Generally, there is a strong relationship between resources and output – illustrating the importance of funding support. Of the top eight countries in output, only the U.K. and Australia are not in the top eight for resources. There is some evidence of groupings of neighbouring countries. The four Nordic countries are all in the top seven; four east Asian countries (Hong Kong, Japan, Taiwan and Korea) are clustered together at ranks 18 to 22; Eastern European countries (Ukraine, Czech Republic, Poland, Slovenia) are together in the middle range; and the Latin American countries (Chile, Argentina, Brazil and Mexico) also cluster together. While many countries don’t feel they can be a world leader, they do want to remain competitive with their neighbours.
Government funding of higher education as a percentage of GDP is highest in Finland, Norway and Denmark, but when private expenditures are added in, funding is highest in the U.S., Korea, Canada and Chile. Investment in research and development is highest in Denmark, Sweden and Switzerland. The U.S. dominates the total output of research journal articles, but Sweden is the biggest producer of articles per capita. The nations whose research has the greatest impact are Switzerland, the Netherlands, the U.S., the U.K. and Denmark. While the U.S. and U.K. have the world’s top institutions in rankings, the depth of world-class higher education institutions per capita is best in Switzerland, Sweden, Israel and Denmark.
The highest participation rates in higher education are in Korea, Finland, Greece, the U.S., Canada and Slovenia. The countries with the largest proportion of workers with a higher-level education are Russia, Canada, Israel, the U.S., Ukraine, Taiwan and Australia. Finland, Denmark, Singapore, Norway and Japan have the highest ratio of researchers in the economy.

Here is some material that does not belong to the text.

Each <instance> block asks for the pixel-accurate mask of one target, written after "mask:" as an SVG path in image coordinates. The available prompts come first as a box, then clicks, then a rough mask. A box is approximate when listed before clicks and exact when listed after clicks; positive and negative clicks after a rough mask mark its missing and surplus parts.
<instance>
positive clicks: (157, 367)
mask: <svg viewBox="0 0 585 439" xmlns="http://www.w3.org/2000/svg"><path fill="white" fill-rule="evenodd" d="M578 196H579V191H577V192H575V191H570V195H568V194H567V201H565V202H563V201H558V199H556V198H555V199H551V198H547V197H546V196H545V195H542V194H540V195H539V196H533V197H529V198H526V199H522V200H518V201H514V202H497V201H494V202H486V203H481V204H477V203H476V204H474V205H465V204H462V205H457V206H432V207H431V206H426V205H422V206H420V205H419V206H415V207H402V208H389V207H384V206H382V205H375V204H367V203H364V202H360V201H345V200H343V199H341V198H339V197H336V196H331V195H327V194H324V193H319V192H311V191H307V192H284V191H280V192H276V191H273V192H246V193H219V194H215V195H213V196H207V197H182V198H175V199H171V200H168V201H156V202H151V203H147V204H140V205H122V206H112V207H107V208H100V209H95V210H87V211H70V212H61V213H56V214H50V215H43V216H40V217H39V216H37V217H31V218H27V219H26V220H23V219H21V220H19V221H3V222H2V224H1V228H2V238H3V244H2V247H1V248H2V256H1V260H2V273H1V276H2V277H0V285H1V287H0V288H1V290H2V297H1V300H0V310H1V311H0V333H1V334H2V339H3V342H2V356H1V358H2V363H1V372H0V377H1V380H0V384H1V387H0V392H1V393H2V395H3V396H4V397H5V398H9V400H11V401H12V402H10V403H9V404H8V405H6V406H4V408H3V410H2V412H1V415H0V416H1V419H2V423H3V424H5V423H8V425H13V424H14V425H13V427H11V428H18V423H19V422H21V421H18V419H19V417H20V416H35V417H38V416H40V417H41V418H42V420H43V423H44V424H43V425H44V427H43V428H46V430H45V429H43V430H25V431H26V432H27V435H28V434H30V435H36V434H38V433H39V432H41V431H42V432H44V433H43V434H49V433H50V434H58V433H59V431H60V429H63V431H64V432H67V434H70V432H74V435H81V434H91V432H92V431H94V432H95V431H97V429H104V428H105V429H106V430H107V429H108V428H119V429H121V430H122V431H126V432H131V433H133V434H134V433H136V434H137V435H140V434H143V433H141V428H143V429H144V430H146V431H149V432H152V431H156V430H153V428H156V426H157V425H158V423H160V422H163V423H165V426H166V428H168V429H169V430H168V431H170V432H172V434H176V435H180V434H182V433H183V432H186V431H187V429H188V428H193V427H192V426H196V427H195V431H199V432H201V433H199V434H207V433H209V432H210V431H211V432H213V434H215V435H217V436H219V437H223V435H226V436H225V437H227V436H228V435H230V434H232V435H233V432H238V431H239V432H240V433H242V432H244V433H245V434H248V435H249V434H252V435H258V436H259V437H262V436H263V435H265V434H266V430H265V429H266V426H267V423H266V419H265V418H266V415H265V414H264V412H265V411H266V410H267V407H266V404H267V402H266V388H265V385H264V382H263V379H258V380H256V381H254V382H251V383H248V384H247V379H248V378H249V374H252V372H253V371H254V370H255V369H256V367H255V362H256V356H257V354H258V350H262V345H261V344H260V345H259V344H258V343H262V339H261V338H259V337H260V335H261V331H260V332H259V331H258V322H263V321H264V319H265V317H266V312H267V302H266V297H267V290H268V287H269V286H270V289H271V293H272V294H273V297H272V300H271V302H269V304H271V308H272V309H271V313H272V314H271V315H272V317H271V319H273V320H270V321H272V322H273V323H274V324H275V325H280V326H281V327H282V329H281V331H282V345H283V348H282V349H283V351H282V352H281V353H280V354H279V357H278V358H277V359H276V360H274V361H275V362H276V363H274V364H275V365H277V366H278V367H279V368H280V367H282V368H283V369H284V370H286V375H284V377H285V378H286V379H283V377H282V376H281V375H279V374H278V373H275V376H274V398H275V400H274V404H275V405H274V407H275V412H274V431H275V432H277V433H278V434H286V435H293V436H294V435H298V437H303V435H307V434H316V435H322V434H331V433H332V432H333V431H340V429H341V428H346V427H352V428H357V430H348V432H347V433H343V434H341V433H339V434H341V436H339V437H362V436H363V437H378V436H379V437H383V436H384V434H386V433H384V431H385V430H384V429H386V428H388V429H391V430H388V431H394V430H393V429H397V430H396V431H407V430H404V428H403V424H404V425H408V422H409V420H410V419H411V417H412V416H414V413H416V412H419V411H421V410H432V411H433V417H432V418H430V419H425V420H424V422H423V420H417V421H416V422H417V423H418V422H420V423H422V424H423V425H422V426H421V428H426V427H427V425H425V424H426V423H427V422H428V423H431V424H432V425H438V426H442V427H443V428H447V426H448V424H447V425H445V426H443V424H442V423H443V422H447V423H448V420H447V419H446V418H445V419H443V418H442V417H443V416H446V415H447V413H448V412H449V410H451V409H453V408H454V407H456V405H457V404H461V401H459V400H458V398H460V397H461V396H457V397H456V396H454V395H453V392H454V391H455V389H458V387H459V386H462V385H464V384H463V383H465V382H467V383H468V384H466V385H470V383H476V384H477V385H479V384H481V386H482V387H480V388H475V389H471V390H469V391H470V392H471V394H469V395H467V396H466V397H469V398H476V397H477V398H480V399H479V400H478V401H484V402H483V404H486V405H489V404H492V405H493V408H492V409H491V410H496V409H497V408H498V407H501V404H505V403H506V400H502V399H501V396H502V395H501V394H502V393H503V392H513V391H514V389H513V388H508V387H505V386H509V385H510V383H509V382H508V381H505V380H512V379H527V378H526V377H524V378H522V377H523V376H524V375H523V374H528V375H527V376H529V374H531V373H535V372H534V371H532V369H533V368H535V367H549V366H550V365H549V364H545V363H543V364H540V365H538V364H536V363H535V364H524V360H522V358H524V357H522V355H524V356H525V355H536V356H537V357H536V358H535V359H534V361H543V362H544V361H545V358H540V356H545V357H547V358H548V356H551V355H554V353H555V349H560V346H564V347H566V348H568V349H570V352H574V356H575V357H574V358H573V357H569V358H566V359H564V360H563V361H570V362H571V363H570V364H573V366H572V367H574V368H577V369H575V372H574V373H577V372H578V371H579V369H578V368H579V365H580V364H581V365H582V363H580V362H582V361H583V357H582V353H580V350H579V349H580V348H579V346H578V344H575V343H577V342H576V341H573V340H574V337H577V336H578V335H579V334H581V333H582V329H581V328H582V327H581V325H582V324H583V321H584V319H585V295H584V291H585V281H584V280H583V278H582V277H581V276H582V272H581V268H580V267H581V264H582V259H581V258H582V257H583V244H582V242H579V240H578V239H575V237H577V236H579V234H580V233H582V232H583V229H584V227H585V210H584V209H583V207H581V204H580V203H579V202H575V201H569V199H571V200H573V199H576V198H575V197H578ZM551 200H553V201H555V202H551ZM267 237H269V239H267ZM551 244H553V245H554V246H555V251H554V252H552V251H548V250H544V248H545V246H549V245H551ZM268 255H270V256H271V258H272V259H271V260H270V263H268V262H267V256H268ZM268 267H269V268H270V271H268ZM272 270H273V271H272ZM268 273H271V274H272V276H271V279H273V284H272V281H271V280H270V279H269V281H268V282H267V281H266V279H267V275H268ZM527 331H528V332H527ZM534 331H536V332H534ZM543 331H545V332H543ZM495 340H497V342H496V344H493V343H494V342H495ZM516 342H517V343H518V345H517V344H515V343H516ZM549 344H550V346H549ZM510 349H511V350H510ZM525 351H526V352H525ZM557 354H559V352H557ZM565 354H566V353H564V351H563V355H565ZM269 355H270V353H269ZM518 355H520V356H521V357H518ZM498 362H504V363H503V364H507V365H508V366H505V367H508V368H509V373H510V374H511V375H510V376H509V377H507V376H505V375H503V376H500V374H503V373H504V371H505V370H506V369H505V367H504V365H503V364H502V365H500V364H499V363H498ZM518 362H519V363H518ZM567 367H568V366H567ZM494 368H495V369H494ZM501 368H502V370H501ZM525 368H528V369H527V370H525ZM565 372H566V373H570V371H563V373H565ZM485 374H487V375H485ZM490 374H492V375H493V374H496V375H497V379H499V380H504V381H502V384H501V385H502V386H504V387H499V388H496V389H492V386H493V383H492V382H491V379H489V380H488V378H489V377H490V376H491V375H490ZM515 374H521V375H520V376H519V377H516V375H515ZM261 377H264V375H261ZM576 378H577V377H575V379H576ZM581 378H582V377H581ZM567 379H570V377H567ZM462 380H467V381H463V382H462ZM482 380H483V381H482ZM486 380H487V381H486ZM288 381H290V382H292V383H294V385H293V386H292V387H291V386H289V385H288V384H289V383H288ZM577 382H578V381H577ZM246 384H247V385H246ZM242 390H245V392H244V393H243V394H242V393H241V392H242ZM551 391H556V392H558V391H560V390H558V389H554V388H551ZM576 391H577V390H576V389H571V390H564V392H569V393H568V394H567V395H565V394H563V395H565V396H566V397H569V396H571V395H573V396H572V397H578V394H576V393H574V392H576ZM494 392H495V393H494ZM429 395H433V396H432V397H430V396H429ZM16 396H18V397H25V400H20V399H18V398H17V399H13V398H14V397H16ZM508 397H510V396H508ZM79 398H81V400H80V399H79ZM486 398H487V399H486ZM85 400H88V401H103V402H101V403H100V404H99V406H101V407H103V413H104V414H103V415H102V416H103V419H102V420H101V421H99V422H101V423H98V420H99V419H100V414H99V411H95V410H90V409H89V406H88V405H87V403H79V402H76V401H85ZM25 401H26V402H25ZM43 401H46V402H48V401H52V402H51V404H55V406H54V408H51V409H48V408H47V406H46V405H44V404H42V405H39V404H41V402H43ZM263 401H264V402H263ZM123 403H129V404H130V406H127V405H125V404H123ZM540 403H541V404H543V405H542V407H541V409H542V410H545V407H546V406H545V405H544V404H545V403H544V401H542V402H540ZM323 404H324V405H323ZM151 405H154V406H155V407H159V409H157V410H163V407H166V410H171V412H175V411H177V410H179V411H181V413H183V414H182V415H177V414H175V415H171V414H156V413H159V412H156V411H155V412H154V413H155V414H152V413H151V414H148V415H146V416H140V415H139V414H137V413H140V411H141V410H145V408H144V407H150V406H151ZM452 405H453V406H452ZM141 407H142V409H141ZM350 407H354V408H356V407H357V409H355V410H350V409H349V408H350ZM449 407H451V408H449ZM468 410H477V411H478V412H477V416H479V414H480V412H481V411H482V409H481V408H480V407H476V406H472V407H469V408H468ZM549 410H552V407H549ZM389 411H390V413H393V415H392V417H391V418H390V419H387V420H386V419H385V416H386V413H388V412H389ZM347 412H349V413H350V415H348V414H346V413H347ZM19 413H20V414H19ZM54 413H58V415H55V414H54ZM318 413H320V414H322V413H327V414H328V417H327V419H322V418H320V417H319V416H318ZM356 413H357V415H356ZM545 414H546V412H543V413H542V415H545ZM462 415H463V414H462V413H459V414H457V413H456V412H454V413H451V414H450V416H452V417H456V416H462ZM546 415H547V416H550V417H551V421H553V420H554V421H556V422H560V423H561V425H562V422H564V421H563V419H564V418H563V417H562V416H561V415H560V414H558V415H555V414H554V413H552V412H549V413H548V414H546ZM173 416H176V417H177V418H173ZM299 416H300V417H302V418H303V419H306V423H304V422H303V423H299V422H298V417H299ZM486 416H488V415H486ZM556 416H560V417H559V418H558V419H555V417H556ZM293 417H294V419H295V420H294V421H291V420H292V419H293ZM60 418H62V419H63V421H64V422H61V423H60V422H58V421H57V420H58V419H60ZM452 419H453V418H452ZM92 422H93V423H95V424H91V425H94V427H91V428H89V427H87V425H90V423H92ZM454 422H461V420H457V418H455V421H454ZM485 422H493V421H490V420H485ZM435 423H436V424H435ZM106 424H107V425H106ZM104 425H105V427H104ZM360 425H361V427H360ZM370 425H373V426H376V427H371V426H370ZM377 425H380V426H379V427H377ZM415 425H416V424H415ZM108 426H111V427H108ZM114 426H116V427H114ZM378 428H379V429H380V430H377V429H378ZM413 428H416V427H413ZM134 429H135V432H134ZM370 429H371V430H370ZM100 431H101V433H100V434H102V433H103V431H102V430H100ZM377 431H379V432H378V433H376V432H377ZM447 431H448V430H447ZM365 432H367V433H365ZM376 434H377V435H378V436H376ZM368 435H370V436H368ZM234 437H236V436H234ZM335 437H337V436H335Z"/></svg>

International students form the highest proportions of total student numbers in Australia, Singapore, Austria, the U.K. and Switzerland. International research collaboration is most prominent in Indonesia, Switzerland, Hong Kong, Denmark, Belgium and Austria. China, India, Japan and the U.S. rank in the bottom 25 percent of countries for international research collaboration. In all but eight countries at least 50 percent of students were female, the lowest being in India and Korea.
We hope the Universitas 21 Ranking will be recognised as an important reference point for governments and everyone involved in HE, as a means of ensuring recognition of the value of HE to economic development and the international standing of a country’s institutions.
Ross Williams is a professor at the Melbourne Institute of Applied Economic and Social Research, University of Melbourne.